I sweat. I sit up straight. I focus so intently my eyeballs dry out. I scan the 2-foot-high grass, lining each side of the road-with-no-shoulder, for the wildlife-with-no-sense-of-timing. I remember the man we gave a ride to last year after a kudu kamikazied his semi-truck.
Am I on the right side of the road?
I check the engine temperature. I turn off the radio because I think I hear something dragging under the car. I move into the oncoming traffic lane to pass the jalopy going 40 km/h on the 2 lane, 120 km/h road. I think of the near-weekly newspaper headline: Family killed in head-on collision.
Should the tires be wobbling so much?
It begins to rain. I turn on the blinker.
I turn off the blinker, and turn on the wipers.
Am I driving too fast? Is the parking brake still on?
It begins to pour. I turn on the super-speed wipers. I slow down. I peer through the river cascading down the windshield. Suddenly, a warthog darts across the road followed by four wartlets. I brake with as much force as possible without sending the car careening through the bush.
I return to bolt-upright position, eyes wide, and continue on.
Ten minutes later, the rain has stopped, I’m in town and wondering that I make it anywhere at all navigating the most dangerous part of all Namibia: the roads.

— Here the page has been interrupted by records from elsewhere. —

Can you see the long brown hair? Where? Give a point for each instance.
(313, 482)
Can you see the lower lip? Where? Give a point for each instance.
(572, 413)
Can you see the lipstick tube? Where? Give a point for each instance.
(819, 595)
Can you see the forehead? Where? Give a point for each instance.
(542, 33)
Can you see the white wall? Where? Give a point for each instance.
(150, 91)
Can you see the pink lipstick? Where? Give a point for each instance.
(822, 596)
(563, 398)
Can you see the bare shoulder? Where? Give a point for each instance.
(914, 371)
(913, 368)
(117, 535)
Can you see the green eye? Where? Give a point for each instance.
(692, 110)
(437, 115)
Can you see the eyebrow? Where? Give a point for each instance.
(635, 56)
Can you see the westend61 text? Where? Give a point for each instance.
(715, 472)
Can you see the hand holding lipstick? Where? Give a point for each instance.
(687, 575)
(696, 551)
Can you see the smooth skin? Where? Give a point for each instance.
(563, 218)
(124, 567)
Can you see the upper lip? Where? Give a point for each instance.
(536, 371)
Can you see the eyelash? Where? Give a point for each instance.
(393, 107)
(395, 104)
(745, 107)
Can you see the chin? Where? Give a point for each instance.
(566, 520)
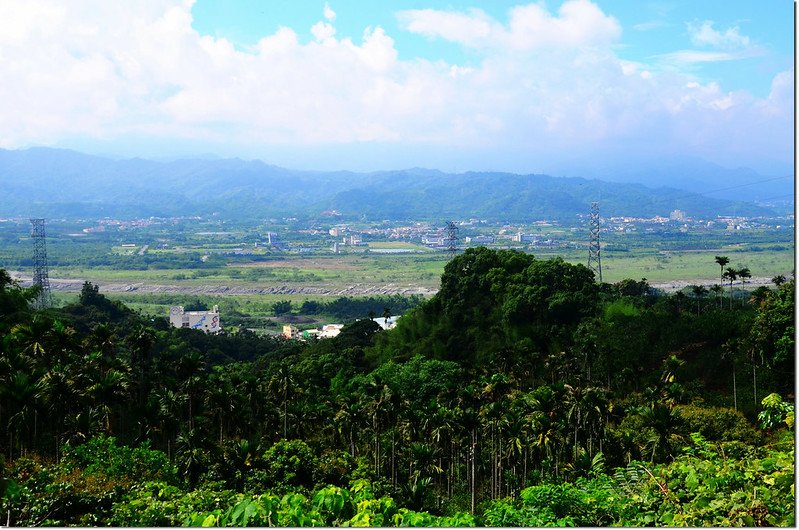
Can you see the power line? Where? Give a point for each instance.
(701, 193)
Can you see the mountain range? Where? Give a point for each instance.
(61, 183)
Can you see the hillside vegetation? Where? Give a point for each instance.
(522, 394)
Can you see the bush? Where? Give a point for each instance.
(718, 424)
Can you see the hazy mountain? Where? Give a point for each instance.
(695, 175)
(54, 182)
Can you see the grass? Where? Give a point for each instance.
(425, 270)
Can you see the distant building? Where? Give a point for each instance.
(386, 323)
(207, 321)
(524, 238)
(479, 240)
(329, 331)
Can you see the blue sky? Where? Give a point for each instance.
(651, 29)
(453, 85)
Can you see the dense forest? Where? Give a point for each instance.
(522, 394)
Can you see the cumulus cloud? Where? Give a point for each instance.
(578, 22)
(706, 35)
(545, 83)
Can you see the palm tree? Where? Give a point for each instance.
(744, 274)
(722, 262)
(281, 383)
(717, 290)
(106, 390)
(699, 292)
(731, 275)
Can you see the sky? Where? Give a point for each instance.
(454, 85)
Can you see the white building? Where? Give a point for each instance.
(386, 323)
(207, 321)
(330, 330)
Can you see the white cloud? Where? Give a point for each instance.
(546, 83)
(706, 35)
(578, 23)
(649, 26)
(685, 57)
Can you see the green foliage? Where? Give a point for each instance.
(775, 412)
(290, 465)
(717, 424)
(771, 338)
(101, 454)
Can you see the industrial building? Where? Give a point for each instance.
(207, 321)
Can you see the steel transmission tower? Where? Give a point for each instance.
(594, 258)
(451, 242)
(40, 275)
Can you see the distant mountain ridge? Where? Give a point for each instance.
(55, 182)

First off, whoever’s idea it was to have different countries drive on different sides of the road should be excommunicated from Earth. They can take the person who made different outlets for every continent with them. This was a terribly stupid, not to mention dangerous, idea. Tourism is big in Namibia, and as there are no passenger trains, all of those tourists drive. So, unless those tourists are from the UK, or a country that the UK managed to convince of their left-side driving idea, they are solid contenders for driving on the wrong side of the road and creating havoc.

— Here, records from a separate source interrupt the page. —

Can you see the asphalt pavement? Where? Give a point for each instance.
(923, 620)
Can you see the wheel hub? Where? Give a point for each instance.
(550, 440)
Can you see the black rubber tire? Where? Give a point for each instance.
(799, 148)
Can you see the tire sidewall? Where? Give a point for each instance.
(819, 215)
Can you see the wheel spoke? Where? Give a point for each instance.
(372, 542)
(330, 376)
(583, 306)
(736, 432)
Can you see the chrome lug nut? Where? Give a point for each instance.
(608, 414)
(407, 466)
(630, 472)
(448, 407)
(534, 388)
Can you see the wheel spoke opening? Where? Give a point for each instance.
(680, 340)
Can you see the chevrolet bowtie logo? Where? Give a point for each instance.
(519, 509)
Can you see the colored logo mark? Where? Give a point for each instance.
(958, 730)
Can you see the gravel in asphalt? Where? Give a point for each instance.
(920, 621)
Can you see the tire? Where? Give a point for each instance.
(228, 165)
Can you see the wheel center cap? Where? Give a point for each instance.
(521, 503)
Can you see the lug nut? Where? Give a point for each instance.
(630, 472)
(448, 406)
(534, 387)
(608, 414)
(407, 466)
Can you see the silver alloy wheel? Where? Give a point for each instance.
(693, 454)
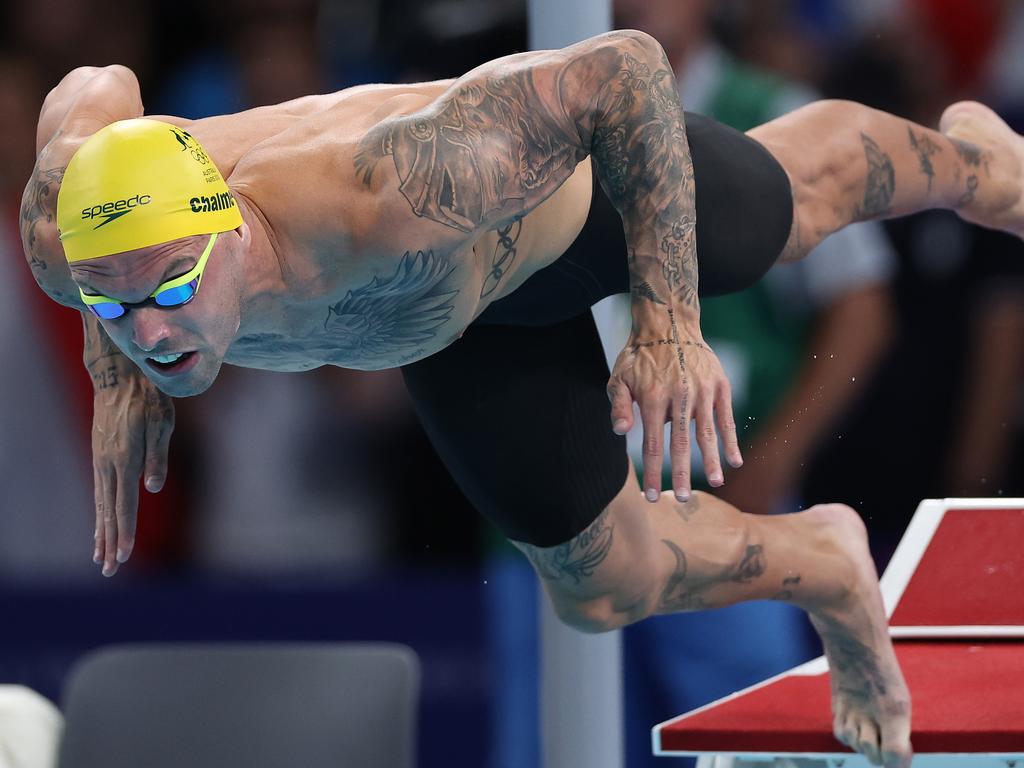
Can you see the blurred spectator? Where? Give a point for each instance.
(947, 399)
(45, 526)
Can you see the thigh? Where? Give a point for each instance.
(520, 418)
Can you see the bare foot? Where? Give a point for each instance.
(992, 157)
(870, 700)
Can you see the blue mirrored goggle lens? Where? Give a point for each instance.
(107, 310)
(177, 296)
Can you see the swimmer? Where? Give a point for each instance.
(457, 229)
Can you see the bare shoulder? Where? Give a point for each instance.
(307, 180)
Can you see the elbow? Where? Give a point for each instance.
(643, 46)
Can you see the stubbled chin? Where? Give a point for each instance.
(193, 383)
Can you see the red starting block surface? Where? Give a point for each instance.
(954, 594)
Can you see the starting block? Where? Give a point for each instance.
(954, 596)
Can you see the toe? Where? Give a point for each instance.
(895, 741)
(868, 741)
(957, 112)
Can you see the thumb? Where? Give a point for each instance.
(622, 407)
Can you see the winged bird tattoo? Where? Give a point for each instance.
(389, 317)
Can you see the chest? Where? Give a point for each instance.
(407, 310)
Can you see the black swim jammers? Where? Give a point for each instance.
(517, 408)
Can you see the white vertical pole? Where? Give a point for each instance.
(581, 675)
(555, 24)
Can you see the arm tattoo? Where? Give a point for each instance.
(39, 204)
(506, 136)
(503, 256)
(968, 197)
(644, 291)
(578, 558)
(101, 356)
(881, 182)
(971, 155)
(925, 148)
(486, 152)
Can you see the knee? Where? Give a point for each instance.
(601, 614)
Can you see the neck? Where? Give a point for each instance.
(264, 281)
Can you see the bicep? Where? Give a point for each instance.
(487, 151)
(504, 137)
(45, 258)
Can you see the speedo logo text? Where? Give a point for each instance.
(115, 209)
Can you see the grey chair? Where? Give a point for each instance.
(242, 707)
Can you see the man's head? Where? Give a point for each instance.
(145, 220)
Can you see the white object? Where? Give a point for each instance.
(30, 728)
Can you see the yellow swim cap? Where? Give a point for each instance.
(137, 183)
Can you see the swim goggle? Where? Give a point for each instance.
(175, 292)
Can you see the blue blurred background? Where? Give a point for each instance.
(310, 507)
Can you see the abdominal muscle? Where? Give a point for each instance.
(509, 257)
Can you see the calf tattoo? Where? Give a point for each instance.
(577, 559)
(684, 591)
(881, 181)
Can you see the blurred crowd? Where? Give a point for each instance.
(885, 369)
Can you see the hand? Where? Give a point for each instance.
(675, 378)
(131, 429)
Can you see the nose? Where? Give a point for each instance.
(148, 328)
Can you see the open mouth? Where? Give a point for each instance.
(172, 365)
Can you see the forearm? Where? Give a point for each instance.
(96, 95)
(642, 159)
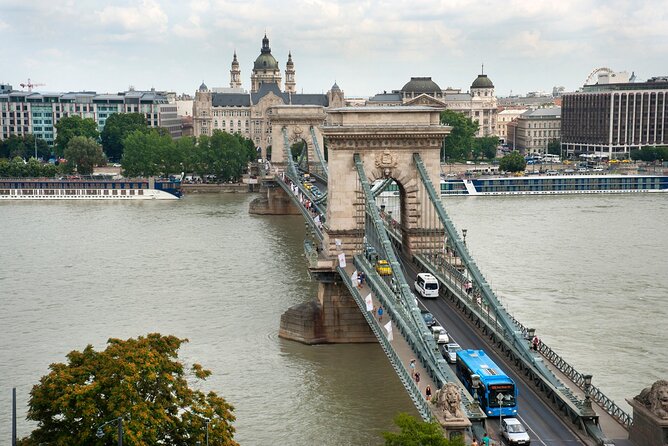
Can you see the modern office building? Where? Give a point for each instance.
(533, 130)
(234, 110)
(23, 113)
(610, 120)
(479, 103)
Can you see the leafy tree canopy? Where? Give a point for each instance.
(71, 126)
(415, 432)
(554, 147)
(459, 142)
(85, 154)
(116, 128)
(138, 379)
(513, 162)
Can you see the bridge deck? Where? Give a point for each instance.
(398, 342)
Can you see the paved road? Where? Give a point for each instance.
(544, 426)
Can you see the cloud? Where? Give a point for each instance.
(147, 20)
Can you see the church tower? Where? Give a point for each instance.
(290, 86)
(265, 68)
(235, 73)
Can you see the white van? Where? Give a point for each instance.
(426, 285)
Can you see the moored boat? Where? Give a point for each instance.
(75, 188)
(547, 185)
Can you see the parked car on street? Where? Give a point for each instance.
(383, 268)
(428, 318)
(449, 351)
(440, 335)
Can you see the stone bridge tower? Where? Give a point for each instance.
(386, 139)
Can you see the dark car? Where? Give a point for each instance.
(428, 318)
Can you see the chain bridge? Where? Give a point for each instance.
(369, 149)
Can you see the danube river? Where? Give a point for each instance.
(587, 271)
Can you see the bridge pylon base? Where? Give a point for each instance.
(332, 318)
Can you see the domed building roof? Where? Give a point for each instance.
(421, 85)
(482, 81)
(265, 61)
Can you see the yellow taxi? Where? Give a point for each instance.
(383, 268)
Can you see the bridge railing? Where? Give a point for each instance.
(413, 391)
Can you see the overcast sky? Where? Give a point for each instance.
(365, 46)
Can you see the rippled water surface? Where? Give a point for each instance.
(73, 274)
(588, 272)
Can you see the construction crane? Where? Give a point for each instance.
(29, 85)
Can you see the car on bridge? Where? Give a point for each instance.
(383, 268)
(440, 335)
(513, 432)
(428, 318)
(449, 351)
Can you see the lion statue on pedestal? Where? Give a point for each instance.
(655, 398)
(449, 400)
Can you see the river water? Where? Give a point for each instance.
(588, 272)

I’ve done it, and it was rather terrifying. I fumbled frantically with the stick shift, also new to me, trying to reverse and/or get myself out of the path of the oncoming, honking car. (I believe that he felt the honking was necessary to inform me of my mistake that I hadn’t noticed, and to help keep everyone calm.) Then, after acclimation to left-side driving, I returned to the States, and terrified everyone over there. To offset these grievances, I consistently amuse folks in both countries when I attempt to get in on the wrong side of the car, regardless of whether I’m passenger or driver. I do it all the time, to this very day. There’s really no playing it off.
These days, although I have not what one would call “mastered” the stick, or the driving side, I at least appear to be someone who has (until I try to get in on the passenger side again). And so, I earned myself a simple assignment: follow Jay into town in the car as he drives a friend’s car so the friend can pick it up.

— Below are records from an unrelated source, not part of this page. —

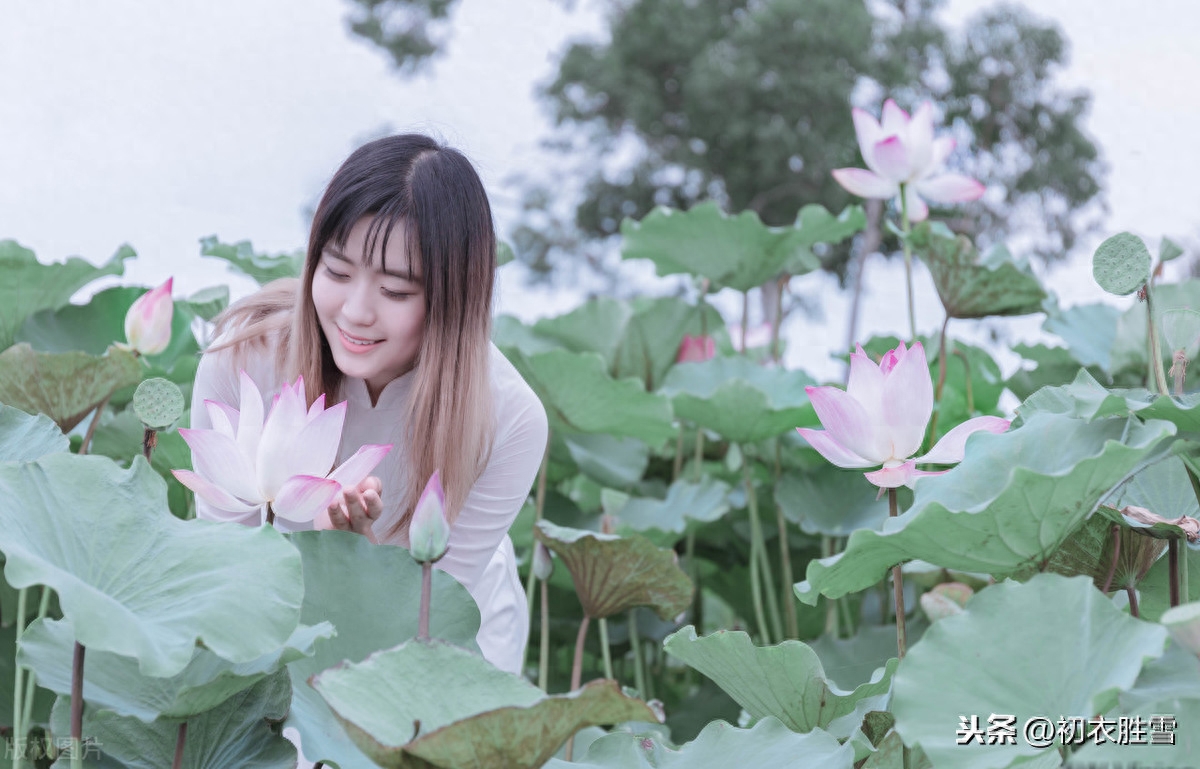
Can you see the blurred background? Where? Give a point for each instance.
(160, 124)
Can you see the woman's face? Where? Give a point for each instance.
(373, 320)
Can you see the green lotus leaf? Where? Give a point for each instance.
(972, 286)
(235, 733)
(833, 503)
(581, 397)
(1007, 506)
(1121, 264)
(30, 286)
(99, 324)
(718, 746)
(738, 400)
(135, 580)
(1086, 652)
(615, 574)
(113, 683)
(785, 682)
(27, 437)
(1090, 331)
(737, 252)
(261, 266)
(432, 704)
(388, 582)
(687, 505)
(65, 386)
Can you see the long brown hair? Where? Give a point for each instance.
(448, 223)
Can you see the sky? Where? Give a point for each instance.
(160, 124)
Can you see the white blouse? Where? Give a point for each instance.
(480, 554)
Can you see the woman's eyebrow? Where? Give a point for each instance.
(330, 251)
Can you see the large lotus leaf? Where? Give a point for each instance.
(132, 578)
(430, 703)
(718, 746)
(27, 437)
(581, 397)
(65, 386)
(385, 584)
(113, 682)
(30, 286)
(261, 266)
(615, 574)
(94, 326)
(972, 286)
(829, 502)
(1129, 346)
(737, 252)
(738, 400)
(1008, 505)
(237, 733)
(785, 682)
(687, 504)
(611, 461)
(1087, 398)
(594, 326)
(1083, 653)
(1090, 332)
(651, 343)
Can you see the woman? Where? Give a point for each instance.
(393, 314)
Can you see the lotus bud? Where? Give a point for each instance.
(1183, 624)
(148, 322)
(543, 563)
(696, 348)
(429, 533)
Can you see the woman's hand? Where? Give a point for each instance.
(357, 509)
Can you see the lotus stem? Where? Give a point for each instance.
(1132, 592)
(27, 716)
(605, 650)
(18, 688)
(1116, 554)
(180, 739)
(149, 440)
(1173, 568)
(77, 708)
(907, 263)
(635, 641)
(755, 545)
(577, 673)
(93, 424)
(898, 583)
(539, 505)
(544, 650)
(1156, 347)
(423, 626)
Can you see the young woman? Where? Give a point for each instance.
(393, 314)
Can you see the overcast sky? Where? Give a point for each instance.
(160, 122)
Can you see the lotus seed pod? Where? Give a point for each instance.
(159, 403)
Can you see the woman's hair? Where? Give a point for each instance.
(447, 223)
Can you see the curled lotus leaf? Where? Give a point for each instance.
(433, 704)
(785, 682)
(65, 386)
(613, 574)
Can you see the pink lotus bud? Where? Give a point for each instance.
(429, 533)
(696, 348)
(543, 564)
(148, 322)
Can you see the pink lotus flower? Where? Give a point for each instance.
(881, 419)
(148, 320)
(696, 348)
(244, 463)
(904, 156)
(429, 533)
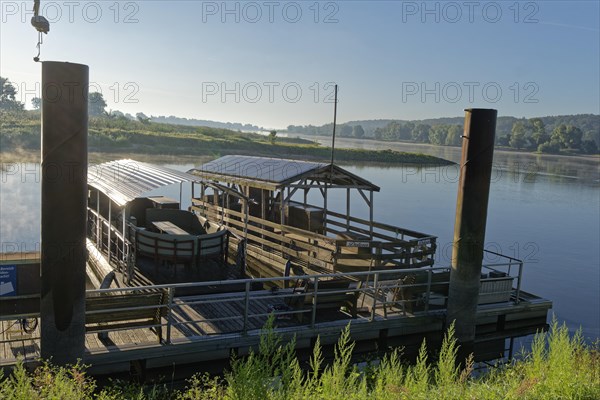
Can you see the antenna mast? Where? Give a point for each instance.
(334, 122)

Simple; and yet not ten minutes into the expedition, I drive full on into a ditch. Actually three ditches. That sounds like a hard thing to do but, to my credit, the ditches were not always there. See, around here we have these seasonal rivers created by the torrential rains mentioned earlier. The purebred Namibian driver, i.e. Jay, can drive full speed down a dirt road and somehow always know where those rivers have flowed and thus, avoid their subsequent trenches. The falsely confident imported driver, i.e. me, turns a corner by the first neighbor’s house and hits three of them consecutively.
I managed not to flatten the tires but I bent something called the tire rod. This left me with an upside-down steering wheel, even less steering on a car with no power steering, and a constant, horrendous squealing for the next hour into town. No matter how many times I got out of the car to look, I could not see what was causing the squealing. But I did entertain (or worry, I couldn’t tell) the many road construction workers. I waved as if all was well while praying the tires would not explode and that Jay would, one day, trust me again with his car.
Of course, he did, this past Monday, granting me the solo adventure with the dry eyeballs, the downpour, and the wartlets. I made it to my destination and back without breaking anything, hitting anyone, or forgetting the parking brake. Maybe someday soon I’ll be able to do it without the anxiety, too. And without running a circle around the car, looking for the driver’s side.